We went to the Fetal Care Center, which is a special practice incorporating the best doctors from three hospitals including Cincinnati Children’s Hospital. After a long day of tests (MRI, fetal EKG, etc), Dr. Timothy Crombleholme advised us to wait the condition out a while. He said that often, the CCAM stops growing and the baby continues to grow. This eventually improves the size ratio and allows the organs to start developing and functioning as normal. So I returned to Indianapolis for some time, being monitored closely and having frequent reductions in amniotic fluid (a liter at a time). Hospitalization was necessary because it is possible for life-threatening symptoms to develop in the mother in this situation. My hospital room had a dry erase board on which I wrote my favorite Bible verse – one that has grown to mean even more to me. Romans 12:12 “Be joyful in hope, patient in affliction, faithful in prayer.” This verse, my husband’s strength, and the prayers and visits of so many friends and family got me through these many days in the hospital without sinking into the depths of fear and depression. I am grateful that I was protected from the mental toll this could have had on me.
Eventually, I returned to the Fetal Care Center and discovered that the CCAM was continuing to grow. Dr. Crombleholme decided that the only chance for Grace was to undergo an intrauterine fetal surgery in which he would remove the mass and then allow the last month of pregnancy to continue so that her lungs could continue to develop. He gave us a 80% probability of her survival with the surgery, but very little chance without it. Although it was certainly a risky operation for me as well, there was no question in our minds what we would do.

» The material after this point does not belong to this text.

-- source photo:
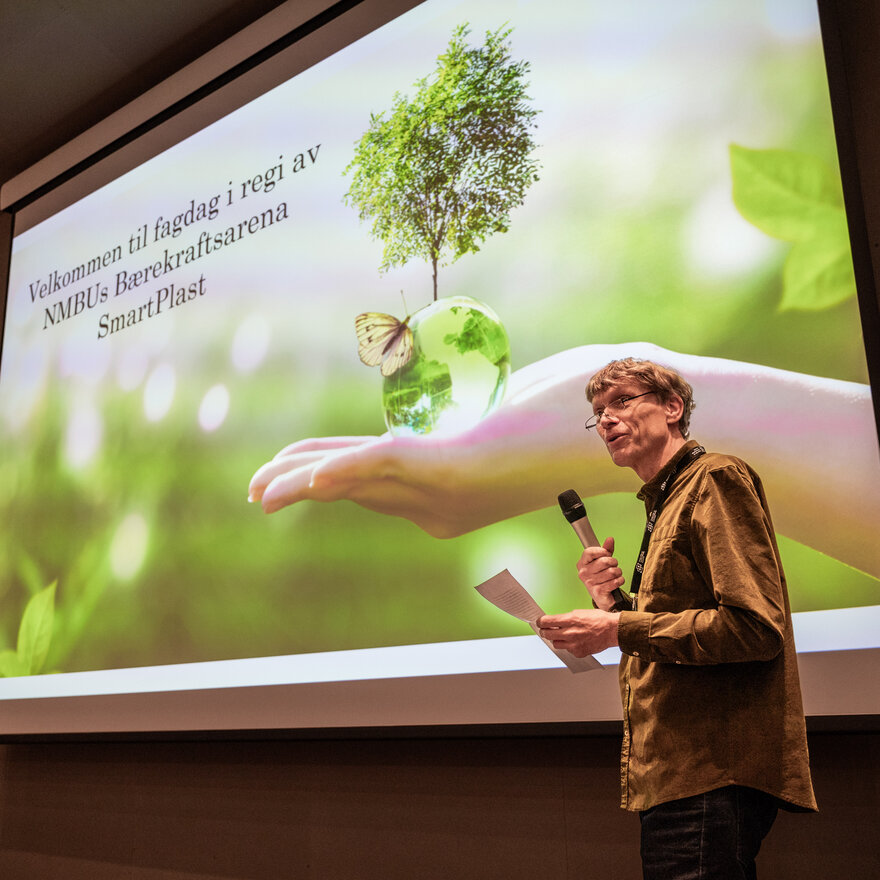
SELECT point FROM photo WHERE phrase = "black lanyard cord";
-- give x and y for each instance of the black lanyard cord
(665, 488)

I will never forget Dr. Crombleholme looking me in the eyes as I went into anesthesia and reminding me that when I work up, there was a chance I would not be pregnant. In coming back to consciousness I only vaguely remember him telling me that Grace’s edema was greater than they thought, and they were unable to administer the IV that would stabilize her heart. During the surgery she went into cardiac arrest. While I was still under, my husband had found out for the first time that he had another baby girl, and that we had lost her.
My strongest memory is holding Grace in my arms, realizing that I would never know her personality or see her grow into a young lady. She had red hair just like me and our firstborn daughter, Anna. She looked small, but perfect. So hard to believe there was anything wrong. There have been so many times that I have wished I could hold her in my arms just one more time.
There are many who have said that they don’t understand why God didn’t answer our prayers for healing, or why He said “No” to them. Ben and I disagree with this perspective. We believe that He did answer them with a “yes”, it just wasn’t in the form we were hoping for. God provided Grace with the ultimate healing. He brought her straight to heaven. We see such as small picture. I believe that He spared her from a life of illness, disability, hospitals and surgeries. He just lovingly brought her home to be with Him.
Even in heaven, I’m not sure we’ll know the reasons why this tragedy happened to us. But I know this and believe it with all my heart… God is loving. Always. He holds us through the pain and never wastes the hurt.